Просветленный хаос (Хазанов) - страница 159

Капитан был, при всей жестокости, то, что называлось человек. Опер походил на оживший плакат: пустое мальчишеское лицо, белёсые волосы. И не было у него ни имени, ни фамилии, а только чин и прозвище, и оно, это прозвище — кум — означало существо и родственно близкое, и нечто иное и высшее, нежели обычное человеческое существо. Ибо это был дух, который мог сидеть за столом, читать донесения и писать протоколы, а мог и летать в ночи, распластав когтистые крылья.

На стене ровно и безостановочно постукивали часы. Чёрно-серебряные сапоги уполномоченного поигрывали под столом. Прошёл уже целый час после того, как он сверил установочные данные: фамилию, имя, год рождения, номер статьи и срок. В углу на стуле сидел Степан Гривнин, сучкожог, судя по обгорелой вате, торчащей из дыр его бушлата, и медленно погружался в свой стул. Ошеломление первых минут прошло — в тепле и тишине, под брызжущим светом, преступник оцепенел, как жук, уставший дёргаться на булавке. Всё ещё было неясно, зачем его вызвали.

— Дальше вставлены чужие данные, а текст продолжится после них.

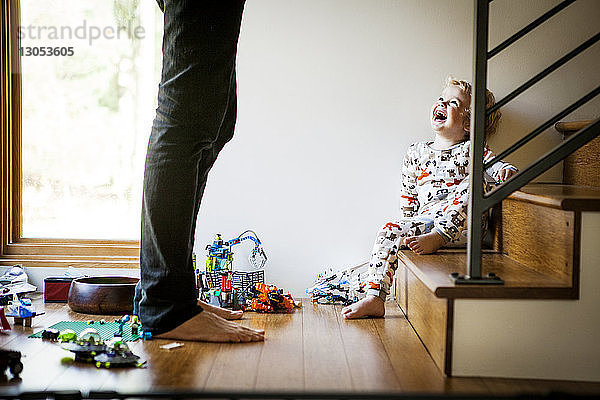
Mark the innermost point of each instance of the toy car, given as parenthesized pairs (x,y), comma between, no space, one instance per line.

Гривнин не принадлежал ни к одному из лагерных сословий, следовательно, служил примером тех, кто составлял лагерное большинство: одиноких, от всего оторванных и чуждых друг другу людей. Гривнин не был ни блатным, ни полуцветным, ни варягом, ни шоблой, ни духариком; не шестерил ни вельможам, ни во́рам — для этого он был слишком туп, мрачно-замкнут и не мог рассчитывать на покровительство. Он был просто мужик — в лагерном и в обыкновенном смысле этого слова: нагой и босой в своём прожжённом одеянии, вислозадых ватных штанах и разрушенных валенках, козявка, человек-нуль, ходячий позвоночник, и они могли делать с ним всё что хотели.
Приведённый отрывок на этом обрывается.